Friday, August 27, 2021
Wandering Along the Path: Right Speech
I've just finished writing postcards to Senators urging support of the child care, paid leave, jobs creation, etc. infastructure bill for us. Moms Rising makes it easy to do this, and any action I take feels infinitely better than reading the news. I am not alone, because thousands of us are advocating for for issues dear to women and families. For a country that yaps endlessly about family values, there is no proof in the pudding, is there? I'm praying some of this agenda gets passed, and Congress will wake up from a slumbering moral compass. There is always an excuse: something more important than our families and their well being. These children inherit the earth and need to be raised as good citizens with a responsibility for the welfare of others, and they can, if they are adequately sheltered, fed, protected from violence and mentored. Let's do this thing for now and the future. We know in our hearts love and compassion change circumstances. We need to fight for kindness over power and greed.
Thursday, August 26, 2021
Wandering Along the Path: Right Speech
My husband and I realized that looking through photos for pictures of our daughter who died has traumatized us. We want to organize all the photos, but need a break.

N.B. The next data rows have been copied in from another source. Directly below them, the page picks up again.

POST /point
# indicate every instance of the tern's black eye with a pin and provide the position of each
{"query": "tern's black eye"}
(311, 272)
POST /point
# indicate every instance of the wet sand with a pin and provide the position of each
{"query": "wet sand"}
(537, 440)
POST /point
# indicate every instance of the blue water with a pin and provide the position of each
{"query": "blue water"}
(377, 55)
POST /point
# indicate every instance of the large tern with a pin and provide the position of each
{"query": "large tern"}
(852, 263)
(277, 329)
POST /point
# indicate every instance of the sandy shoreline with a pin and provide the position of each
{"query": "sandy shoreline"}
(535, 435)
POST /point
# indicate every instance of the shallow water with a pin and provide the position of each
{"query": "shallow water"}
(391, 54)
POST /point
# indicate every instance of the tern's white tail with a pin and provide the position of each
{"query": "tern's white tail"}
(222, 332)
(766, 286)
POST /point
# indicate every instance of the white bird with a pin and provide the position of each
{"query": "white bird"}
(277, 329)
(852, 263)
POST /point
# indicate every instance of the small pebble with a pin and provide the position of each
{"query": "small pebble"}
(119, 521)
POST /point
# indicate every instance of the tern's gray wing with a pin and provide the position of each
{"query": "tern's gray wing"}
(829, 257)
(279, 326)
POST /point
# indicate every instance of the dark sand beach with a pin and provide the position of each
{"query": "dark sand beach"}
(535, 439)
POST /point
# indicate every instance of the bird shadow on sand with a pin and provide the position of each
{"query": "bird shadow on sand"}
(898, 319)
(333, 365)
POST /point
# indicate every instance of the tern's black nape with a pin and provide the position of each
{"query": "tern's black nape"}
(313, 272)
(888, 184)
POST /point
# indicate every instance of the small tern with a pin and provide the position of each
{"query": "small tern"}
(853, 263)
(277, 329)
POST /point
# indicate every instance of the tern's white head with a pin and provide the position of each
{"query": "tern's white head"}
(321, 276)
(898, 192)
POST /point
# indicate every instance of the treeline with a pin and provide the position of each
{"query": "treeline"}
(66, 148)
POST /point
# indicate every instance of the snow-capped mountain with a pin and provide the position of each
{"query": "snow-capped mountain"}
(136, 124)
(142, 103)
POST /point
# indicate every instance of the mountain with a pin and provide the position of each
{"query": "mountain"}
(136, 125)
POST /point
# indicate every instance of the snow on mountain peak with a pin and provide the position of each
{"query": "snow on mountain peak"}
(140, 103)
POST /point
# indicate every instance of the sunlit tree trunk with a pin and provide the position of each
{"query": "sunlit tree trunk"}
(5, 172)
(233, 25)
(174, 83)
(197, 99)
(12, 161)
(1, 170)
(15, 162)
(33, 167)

My husband has been having disturbing dreams about the photos, and I've struggled with mental fatigue and depression. So we're going to concentrate of getting our trees trimmed and the gutters cleaned, and protect ourselves for a while. I've walked with women friends four days in a row, which has helped tremendously. The weather has been perfect for walking, and we've stopped for errands along the way, doing double duty. Today my friend wept a little about the twenty fifth anniversary of her husband's death. She so missed the support the father of her two children would have given her. She has a partner, but he has not wanted to act as stepfather or to be in her grown kids lives. I'm so fortunate that my husband has always thought of my two kids from my first marriage as his, and he is mourning the death of our older daughter as deeply as I. But then he has been with me since those kids were two and four. My friend's partner has only known her kids as independent adults. He has three kids of his own, and his parental feelings are exclusive to them. So she stands alone right now in her joy of her first grandchild, and her husband's absence is especially obvious right now. He would have been so proud and overjoyed.